La « relation de mer » rapproche la Grande Bretagne de Marseille. Mais les relations de la Grande Bretagne avec le Commonwealth, sont essentiellement économiques (les pays du Commonwealth gardent leur identité politique, tandis que la réussite dans nos colonies n’est pas du même ordre. D’où un malentendu avec l’Europe, à l’égard de laquelle la Grande Bretagne voulait seulement voir un nouveau Commonwealth. D’où des immigrations différentes, que l’on pourrait caricaturer entre immigration d’hommes d’affaires et immigration de pauvres ou de français issus d’une décolonisation ratée, comme les « pieds-noirs ».
Multiculturalisme aussi, mais qui a pu faire évoluer la vie urbaine marseillaise vers des situations critiques.
La Méditerranée n’est pas la mer de Londres et de la Grande Bretagne, qui a colonisé des peuples plus lointains qui ont évolué vers une certaine réussite économique, alors que nos colonies sont économiquement plus fragiles, moins riches et source d’antagonismes.
« Enfin, les migrations vers la Grande-Bretagne n’ont pas été imposées par des situations économiques, mais, au contraire, ont contribué à l’enrichissement du Royaume-Uni et à son développement.

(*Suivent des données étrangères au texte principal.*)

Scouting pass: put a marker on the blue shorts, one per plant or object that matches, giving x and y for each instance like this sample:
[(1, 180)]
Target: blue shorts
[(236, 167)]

C’est ainsi que le nouveau maire de Londres, Sadiq Khan, est d’origine pakistanaise et de culture musulmane. En revanche, les migrations qui se sont inscrites dans la métropole marseillaise n’ont pas été liées à des relations d’échanges économiques, mais plutôt à des difficultés de développement économique des pays d’où elles sont issues, ce qui a lié le multiculturalisme marseillais à des logiques de crise, à de tensions économiques et sociales et à des tensions sur l’emploi. »
Voilà qui pose quelques questions sur ce que la Grande Bretagne et la France ont apporté à leurs anciennes colonies et les fruits qu’elles peuvent en retirer. Voilà qui nous interroge aussi sur nos discours en matière économique.